Impact of rural migration on agriculture
Agribank’s technical advisor for livestock and rangeland management, Erastus Ngaruka, said rural migration refers to the movement of people from rural to urban areas.
He said migration is triggered by socio-economic factors such as employment, business, education and health, among other factors.
In Namibia, the phenomenon is particularly conspicuous, as evidenced by an influx of people from rural to urban areas in recent years in search of better opportunities, primarily for employment and education.
“Some people also travel beyond Namibia's borders and immigrate to developed countries across the globe in search of better economic opportunities to sustain their livelihoods.”
Ngaruka said urban areas are perceived to provide better livelihood opportunities because of a myriad of large-scale developmental and economic activities.
However, he said urban areas are characterised by an increasing cost of living attributed to domestic and international economic eventualities, increasing commodity prices and climate change that continue to threaten sustainable livelihoods in the country.
"Moreover, the current economic conditions, global tensions, and the Covid-19 pandemic, amongst other factors, have exacerbated society’s vulnerability to poverty, thus prompting further rural to urban migration of people in search of better economic opportunities.”
Ultimately, rural migration reduces potential and sustainable agricultural productivity, especially at the household level, he warned.
In addition, water and electricity scarcity, including high maintenance costs, has become a burden in rural areas, resulting in the abandonment of some agricultural activities.
“Agriculture in Namibia is an economic pillar supporting all livelihoods in the form of food, employment and income and constitutes the main economic activity in rural areas, either for subsistence or on a commercial basis.”
Ngaruka said a reduction in agricultural productivity negatively affects food systems, threatening food self-sufficiency and food security.
“This in turn exerts tremendous pressure on the provision of food and other services such as land, water and sanitation in urban areas. At large, the reduction in agricultural productivity in the country results in increased spending on importation by the country to meet local food demand.”
Fill the gap
He said government feeding initiatives such as school feeding programmes and food banks may not be sustainable if local food production is not enhanced to fill the gap.
“Thus, to ensure food self-sufficiency and food security in Namibia, local food production is key, and this can be achieved through programmes aimed at promoting and assisting local food production in rural areas by providing appropriate support to individual and community projects in the form of skills, knowledge, materials, land improvement, value addition and market access.”
Vital education needs
Ngaruka said all stakeholders, including local authorities in urban areas, have critical roles to play in reducing rural-urban migration through coordinated efforts aimed at promoting agricultural projects in rural areas.

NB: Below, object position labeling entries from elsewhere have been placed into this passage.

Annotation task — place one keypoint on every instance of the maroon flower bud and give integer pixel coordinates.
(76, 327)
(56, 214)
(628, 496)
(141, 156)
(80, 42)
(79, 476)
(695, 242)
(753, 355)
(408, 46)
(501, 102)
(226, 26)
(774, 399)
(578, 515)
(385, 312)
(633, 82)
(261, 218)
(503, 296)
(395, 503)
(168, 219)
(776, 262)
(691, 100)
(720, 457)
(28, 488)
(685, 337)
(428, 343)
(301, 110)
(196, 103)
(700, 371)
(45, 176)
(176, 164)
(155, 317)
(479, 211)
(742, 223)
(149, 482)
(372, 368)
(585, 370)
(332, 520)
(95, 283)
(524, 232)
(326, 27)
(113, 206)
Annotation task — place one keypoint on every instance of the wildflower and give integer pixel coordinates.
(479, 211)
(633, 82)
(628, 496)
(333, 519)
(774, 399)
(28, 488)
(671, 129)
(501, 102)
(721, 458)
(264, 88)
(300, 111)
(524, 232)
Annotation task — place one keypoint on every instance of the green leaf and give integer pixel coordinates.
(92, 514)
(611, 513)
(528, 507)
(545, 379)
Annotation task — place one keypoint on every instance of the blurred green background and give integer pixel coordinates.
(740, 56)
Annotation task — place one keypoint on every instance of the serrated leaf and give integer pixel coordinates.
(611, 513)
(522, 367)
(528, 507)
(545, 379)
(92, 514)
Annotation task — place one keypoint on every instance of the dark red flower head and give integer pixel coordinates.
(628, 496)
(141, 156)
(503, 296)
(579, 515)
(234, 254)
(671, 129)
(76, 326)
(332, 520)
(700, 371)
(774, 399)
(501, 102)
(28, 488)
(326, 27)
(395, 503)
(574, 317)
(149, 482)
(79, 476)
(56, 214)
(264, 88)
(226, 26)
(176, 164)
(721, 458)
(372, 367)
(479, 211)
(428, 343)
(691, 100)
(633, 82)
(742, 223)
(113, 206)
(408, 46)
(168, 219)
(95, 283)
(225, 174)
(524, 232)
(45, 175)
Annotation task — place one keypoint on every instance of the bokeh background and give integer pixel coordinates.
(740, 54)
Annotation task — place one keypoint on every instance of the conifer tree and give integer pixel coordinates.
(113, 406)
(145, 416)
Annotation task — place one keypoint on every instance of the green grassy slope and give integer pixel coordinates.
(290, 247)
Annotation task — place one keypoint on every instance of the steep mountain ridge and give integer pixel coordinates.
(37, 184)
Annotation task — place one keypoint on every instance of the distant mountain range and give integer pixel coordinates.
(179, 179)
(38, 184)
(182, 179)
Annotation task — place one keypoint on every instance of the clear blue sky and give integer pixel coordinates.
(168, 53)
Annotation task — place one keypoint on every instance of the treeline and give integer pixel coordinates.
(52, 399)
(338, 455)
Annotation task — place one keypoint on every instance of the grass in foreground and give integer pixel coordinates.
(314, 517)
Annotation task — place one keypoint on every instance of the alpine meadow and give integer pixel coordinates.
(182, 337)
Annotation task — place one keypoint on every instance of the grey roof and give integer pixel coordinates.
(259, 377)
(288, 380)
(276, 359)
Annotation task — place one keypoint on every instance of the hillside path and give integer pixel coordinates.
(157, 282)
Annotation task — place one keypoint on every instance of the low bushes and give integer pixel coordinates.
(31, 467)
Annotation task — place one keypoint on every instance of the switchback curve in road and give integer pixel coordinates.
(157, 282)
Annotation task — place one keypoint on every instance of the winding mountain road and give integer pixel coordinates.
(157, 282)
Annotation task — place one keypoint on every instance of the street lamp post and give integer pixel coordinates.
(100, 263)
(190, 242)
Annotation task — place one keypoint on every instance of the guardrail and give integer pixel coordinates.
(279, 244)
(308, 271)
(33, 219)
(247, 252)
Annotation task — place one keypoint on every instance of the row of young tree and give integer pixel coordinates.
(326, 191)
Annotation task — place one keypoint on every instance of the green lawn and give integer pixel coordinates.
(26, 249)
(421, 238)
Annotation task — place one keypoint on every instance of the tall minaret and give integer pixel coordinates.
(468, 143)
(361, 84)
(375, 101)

“To ensure the sustainability of these projects, local markets, which can include government institutions such as schools, hospitals and prisons, among others, may have to be developed to absorb the produce, and in addition, critical support services such as water and electricity should be well developed to aid in the reduction of the cost of production.”
Ngaruka emphasised that agriculture is key to ensuring economic development and sustainable livelihoods in the country, advocating for its incorporation as a compulsory subject from the primary level onwards in the education system.